# S2 pro dimmer controller with All pond solutions PLED LED light



## brokeLad (20 Mar 2020)

Hi,

I've just received a S2 pro dimmer/controller (cheap from China)  and wanted to use it with my All Pond Solutions pled led light BUT no joy, the unit doesn't appear to have any effect on the light. You Tube shows people using it with a Twinster light and I presumed an LED light is an LED light?? I know some LED bulbs at home are not dimmable and some are so obvs there are differences but this controller just doesn't have any effect at all.......any one shed some light on this or failed as I have??  Cheers


----------



## Jayefc1 (20 Mar 2020)

Have you set the dimmer correctly not being funny but some people have trouble setting them up


----------



## brokeLad (20 Mar 2020)

Well I haven't programmed the controller but I have attempted to turn the light on and off and it doesn't respond


----------



## Jayefc1 (20 Mar 2020)

I cant see why it wouldnt work but obvs it's not have you tried turning it from auto to hand


----------



## brokeLad (21 Mar 2020)

Hi, yeah I’ve tried manual on/off, I think I need an electronics expert. What I’ve noticed is that all the YouTube videos show the controller working without being connected to the light but just the power cable.....mine only powers up when it’s all connected which makes me think it’s something to do with the wiring??


----------



## Matt C (21 Mar 2020)

If you measure the output voltage from the All Pond Solutions PLED power pack, it's near enough 60v. The dimmer is rated to 24v I think. So it will not work - I went through the process a few months back.


----------



## dino21 (21 Mar 2020)

Your APs leds look almost identical to the SunSun brand we purchased last year, but had the same problem that they would not work on a conventional led dimmer.

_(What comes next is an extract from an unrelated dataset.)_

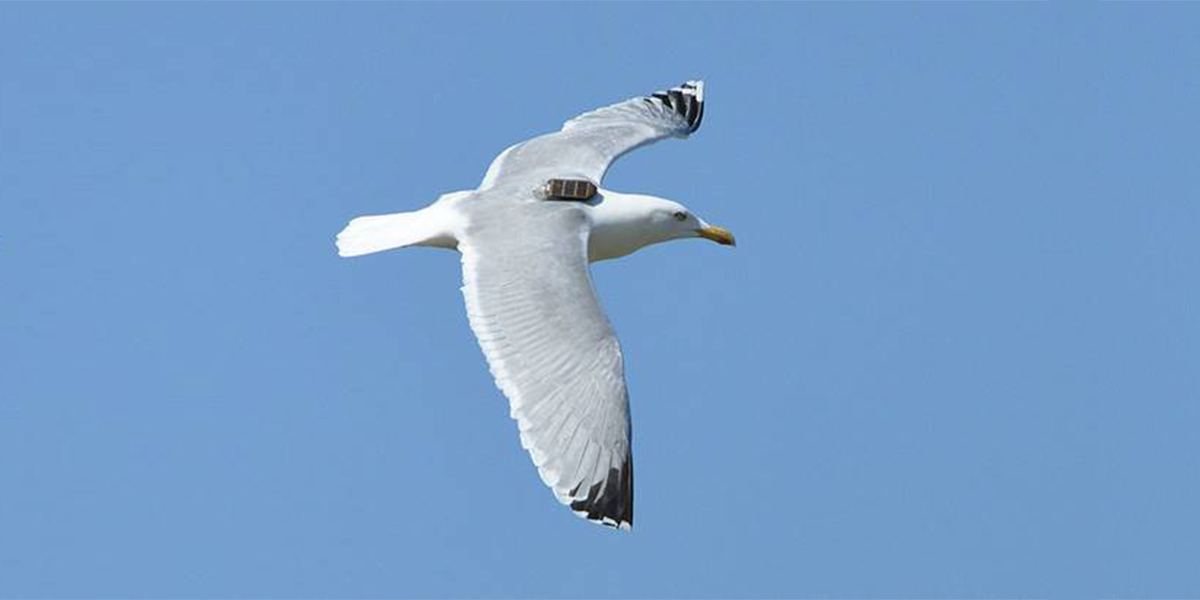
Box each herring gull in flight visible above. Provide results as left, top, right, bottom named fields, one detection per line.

As Matt C just suggested you need to measure the voltage coming out of the power switch plug to the led cable, if we remember correctly ours was 110v .
The S3Pro is rated at 36v so in our case it would not have worked.

If your APS leds are a similar high voltage unit, have you asked them if they do a suitable dimmer, or if you can see one on ebay that does a matching voltage ?  though we could not see one at the time.
If not, perhaps someone handy with electronics could make a suitable one for you ..?

We know the led unit only used a few watts, but the size of its little power supply and on /off switch did make us a bit concerned of how robust it would be.


----------



## brokeLad (22 Mar 2020)

Thanks for taking the time to help, I do have a multi meter so I will check the output from the lights transformer. I would have thought if too much voltage went through the controller it might have blown or wouldn’t even fire up at all? I’m no electrician obvs!


----------